Mettons les proportions à leur place, parce que c’est ce qui rend l’affaire intéressante et non scandaleuse. La loi de finances pour 2026 avait ouvert 561,76 millions d’euros d’autorisations d’engagement et 548,25 millions de crédits de paiement sur le programme 219. L’annulation représente donc environ 0,8 % des autorisations et 0,7 % des crédits. Ce n’est pas un coup de rabot spectaculaire. C’est une ponction fine.
Le vrai problème est ailleurs, et il est écrit noir sur blanc : le décret ne ventile pas. Il fixe un montant global retiré au programme et ne dit pas quelles actions le supporteront. Sport pour tous, haut niveau, prévention et protection des sportifs, métiers du sport, moyens associés : tout est possible, rien n’est écrit. Un citoyen qui lit le Journal officiel apprend qu’on a retiré 4 029 017 euros au sport. Il n’apprend pas à qui.
C’est exactement le point que nous suivons depuis la rentrée sur d’autres lignes budgétaires. Quand Bercy a révisé sa croissance de 1 % à 0,5 % le 11 septembre, le Trésor a au moins publié le détail des postes. Ici, non. Quand les pompiers se sont mis en grève le 8 septembre, ils avaient un texte précis à contester. Ici, il n’y a rien à contester, puisqu’il n’y a rien d’attribué.

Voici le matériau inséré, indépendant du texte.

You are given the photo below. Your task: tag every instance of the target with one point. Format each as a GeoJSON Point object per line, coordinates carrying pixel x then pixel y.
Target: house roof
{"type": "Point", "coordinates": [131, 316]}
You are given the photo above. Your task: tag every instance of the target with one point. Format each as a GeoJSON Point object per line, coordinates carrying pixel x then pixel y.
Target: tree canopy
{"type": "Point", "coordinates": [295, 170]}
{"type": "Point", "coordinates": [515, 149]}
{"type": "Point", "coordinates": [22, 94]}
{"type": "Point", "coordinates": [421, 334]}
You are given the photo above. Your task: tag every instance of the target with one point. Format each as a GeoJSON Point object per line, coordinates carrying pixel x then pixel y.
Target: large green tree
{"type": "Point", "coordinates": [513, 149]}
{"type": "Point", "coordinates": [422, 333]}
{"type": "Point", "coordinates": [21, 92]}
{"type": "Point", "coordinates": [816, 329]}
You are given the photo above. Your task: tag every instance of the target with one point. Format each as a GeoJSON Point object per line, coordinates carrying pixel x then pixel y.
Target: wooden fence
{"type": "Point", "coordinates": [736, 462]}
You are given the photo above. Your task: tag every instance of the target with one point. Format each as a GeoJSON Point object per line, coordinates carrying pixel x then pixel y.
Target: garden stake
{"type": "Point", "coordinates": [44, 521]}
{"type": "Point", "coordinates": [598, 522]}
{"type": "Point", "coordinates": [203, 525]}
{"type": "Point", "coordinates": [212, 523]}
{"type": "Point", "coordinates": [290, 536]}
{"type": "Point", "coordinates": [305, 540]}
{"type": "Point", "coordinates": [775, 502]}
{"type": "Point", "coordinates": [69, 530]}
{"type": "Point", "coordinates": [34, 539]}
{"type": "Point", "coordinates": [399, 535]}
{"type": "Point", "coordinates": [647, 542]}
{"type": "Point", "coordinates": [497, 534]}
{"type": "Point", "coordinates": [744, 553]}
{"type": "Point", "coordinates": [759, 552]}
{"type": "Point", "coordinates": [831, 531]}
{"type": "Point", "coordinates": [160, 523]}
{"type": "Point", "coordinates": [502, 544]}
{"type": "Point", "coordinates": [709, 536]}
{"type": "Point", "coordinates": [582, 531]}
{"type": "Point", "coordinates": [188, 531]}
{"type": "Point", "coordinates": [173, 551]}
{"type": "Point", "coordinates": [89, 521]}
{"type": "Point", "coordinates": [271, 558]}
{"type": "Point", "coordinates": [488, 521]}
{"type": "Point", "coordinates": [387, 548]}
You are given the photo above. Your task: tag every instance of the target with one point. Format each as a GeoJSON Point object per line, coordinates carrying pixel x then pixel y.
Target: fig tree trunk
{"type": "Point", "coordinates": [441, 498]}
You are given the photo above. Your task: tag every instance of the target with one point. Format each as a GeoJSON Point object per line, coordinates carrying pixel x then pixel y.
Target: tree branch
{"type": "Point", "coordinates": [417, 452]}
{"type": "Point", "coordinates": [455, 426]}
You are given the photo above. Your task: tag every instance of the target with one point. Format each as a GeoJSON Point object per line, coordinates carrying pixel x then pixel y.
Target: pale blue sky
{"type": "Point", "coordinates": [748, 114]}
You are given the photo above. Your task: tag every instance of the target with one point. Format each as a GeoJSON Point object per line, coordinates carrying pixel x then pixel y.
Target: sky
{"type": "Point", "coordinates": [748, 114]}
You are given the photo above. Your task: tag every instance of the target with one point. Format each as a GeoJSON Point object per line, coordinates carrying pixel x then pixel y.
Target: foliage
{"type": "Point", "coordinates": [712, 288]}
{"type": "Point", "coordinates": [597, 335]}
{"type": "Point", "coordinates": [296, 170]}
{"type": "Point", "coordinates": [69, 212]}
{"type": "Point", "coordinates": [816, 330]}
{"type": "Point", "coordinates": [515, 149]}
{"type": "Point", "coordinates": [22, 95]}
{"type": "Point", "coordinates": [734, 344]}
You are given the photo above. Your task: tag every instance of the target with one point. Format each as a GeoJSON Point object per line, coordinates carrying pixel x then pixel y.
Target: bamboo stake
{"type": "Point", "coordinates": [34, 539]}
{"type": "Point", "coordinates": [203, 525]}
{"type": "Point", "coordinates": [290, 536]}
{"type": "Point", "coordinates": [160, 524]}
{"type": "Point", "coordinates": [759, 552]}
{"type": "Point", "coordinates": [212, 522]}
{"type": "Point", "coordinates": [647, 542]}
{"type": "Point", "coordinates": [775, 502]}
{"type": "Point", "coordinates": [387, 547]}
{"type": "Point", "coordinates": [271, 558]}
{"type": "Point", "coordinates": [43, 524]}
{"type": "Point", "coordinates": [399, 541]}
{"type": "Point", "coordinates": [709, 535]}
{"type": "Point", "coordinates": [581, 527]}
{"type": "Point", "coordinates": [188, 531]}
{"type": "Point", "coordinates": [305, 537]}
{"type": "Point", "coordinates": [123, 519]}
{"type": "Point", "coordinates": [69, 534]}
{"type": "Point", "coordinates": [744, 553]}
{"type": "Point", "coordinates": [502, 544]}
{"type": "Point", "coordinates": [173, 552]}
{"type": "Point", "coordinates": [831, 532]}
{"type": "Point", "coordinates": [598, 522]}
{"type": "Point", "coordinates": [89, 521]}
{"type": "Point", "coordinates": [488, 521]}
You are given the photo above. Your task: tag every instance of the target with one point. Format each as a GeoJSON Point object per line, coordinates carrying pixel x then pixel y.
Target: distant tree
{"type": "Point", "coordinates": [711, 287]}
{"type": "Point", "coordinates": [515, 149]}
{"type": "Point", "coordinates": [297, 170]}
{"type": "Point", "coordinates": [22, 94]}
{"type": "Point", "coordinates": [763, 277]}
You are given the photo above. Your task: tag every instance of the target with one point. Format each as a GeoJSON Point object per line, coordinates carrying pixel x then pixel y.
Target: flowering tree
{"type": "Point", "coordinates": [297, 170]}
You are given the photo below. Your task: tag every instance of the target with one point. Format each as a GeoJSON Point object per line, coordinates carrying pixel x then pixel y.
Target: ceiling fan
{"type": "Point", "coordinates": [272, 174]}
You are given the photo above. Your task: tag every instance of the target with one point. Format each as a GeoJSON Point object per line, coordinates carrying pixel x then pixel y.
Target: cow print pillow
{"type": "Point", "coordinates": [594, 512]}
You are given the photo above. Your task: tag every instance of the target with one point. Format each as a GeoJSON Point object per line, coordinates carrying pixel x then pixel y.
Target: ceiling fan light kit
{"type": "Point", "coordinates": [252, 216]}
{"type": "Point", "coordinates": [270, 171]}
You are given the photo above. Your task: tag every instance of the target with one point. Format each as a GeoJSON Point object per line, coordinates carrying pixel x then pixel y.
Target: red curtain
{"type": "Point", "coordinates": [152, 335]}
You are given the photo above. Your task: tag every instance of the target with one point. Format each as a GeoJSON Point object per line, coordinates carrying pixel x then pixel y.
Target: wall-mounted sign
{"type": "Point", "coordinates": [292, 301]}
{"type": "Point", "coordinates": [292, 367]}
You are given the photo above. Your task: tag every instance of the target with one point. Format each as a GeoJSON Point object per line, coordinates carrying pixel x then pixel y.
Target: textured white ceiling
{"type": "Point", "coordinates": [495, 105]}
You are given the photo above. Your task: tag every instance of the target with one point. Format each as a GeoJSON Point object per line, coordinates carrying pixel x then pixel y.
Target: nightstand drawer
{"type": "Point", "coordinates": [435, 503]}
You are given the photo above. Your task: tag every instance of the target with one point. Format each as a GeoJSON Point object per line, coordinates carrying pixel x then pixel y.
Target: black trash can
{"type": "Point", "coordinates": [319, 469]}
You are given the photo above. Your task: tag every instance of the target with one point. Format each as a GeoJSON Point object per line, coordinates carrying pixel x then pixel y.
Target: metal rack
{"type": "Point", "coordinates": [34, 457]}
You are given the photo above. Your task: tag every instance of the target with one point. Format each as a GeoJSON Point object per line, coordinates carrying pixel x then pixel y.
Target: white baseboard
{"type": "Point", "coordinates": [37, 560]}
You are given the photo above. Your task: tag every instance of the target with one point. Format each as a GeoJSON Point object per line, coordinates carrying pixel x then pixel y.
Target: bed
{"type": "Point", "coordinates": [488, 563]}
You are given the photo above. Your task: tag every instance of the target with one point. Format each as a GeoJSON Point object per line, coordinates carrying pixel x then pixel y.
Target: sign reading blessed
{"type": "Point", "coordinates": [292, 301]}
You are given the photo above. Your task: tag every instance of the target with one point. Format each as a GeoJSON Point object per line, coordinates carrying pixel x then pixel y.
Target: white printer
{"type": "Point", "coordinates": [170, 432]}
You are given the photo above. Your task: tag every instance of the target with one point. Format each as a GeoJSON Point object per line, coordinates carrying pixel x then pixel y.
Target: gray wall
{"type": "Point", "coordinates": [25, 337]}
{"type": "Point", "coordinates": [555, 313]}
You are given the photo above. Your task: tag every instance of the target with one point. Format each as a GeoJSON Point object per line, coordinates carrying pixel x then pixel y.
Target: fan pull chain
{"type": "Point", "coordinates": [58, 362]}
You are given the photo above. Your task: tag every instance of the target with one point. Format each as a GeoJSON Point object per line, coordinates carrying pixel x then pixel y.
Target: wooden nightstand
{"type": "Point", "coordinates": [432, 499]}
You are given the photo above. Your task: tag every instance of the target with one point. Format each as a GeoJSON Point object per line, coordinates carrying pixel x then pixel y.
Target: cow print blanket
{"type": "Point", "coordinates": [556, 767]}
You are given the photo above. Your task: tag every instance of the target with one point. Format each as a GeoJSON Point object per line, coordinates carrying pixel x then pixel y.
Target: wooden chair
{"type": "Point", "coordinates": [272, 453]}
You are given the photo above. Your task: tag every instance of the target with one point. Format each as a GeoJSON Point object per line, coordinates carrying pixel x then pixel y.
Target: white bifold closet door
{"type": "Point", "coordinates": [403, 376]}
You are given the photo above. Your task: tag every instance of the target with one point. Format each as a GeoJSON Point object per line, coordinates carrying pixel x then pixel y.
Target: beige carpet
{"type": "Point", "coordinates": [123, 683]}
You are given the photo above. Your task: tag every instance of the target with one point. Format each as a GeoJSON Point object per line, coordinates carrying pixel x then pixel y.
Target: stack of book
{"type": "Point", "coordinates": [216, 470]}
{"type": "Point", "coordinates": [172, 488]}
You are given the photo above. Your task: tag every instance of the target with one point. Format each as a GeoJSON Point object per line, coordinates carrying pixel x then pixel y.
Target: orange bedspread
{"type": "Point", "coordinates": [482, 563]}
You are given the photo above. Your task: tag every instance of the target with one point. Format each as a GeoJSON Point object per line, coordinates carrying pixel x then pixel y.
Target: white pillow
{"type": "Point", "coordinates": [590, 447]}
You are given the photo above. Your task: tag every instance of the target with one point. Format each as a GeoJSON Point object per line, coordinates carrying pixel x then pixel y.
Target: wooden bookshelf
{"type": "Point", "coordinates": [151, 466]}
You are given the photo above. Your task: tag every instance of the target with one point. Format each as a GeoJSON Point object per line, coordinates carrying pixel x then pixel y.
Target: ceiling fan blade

Le coût comme frein d’accès, ce n’est pas une abstraction non plus. L’indicateur du coût de la rentrée étudiante et le baromètre de la précarité disent la même chose dans deux langues différentes : ce qui saute en premier dans un budget contraint, c’est la licence, l’abonnement, le déplacement. Une journée gratuite est une bonne journée. Elle ne remplace pas une cotisation annuelle.
Rien de tout cela n’empêche 200 gamins de courir aux Tuileries ce matin, et c’est tant mieux. La vasque montera, la photo sera belle, elle sera la dernière de l’année. Il faut simplement se souvenir que l’héritage de 2024, cette année, ce sont deux documents : un programme de fête et un décret d’annulation. Le premier a une affiche. Le second a un numéro.
Le 2026-857. Retenez le, c’est le seul des deux qui produira encore des effets en novembre.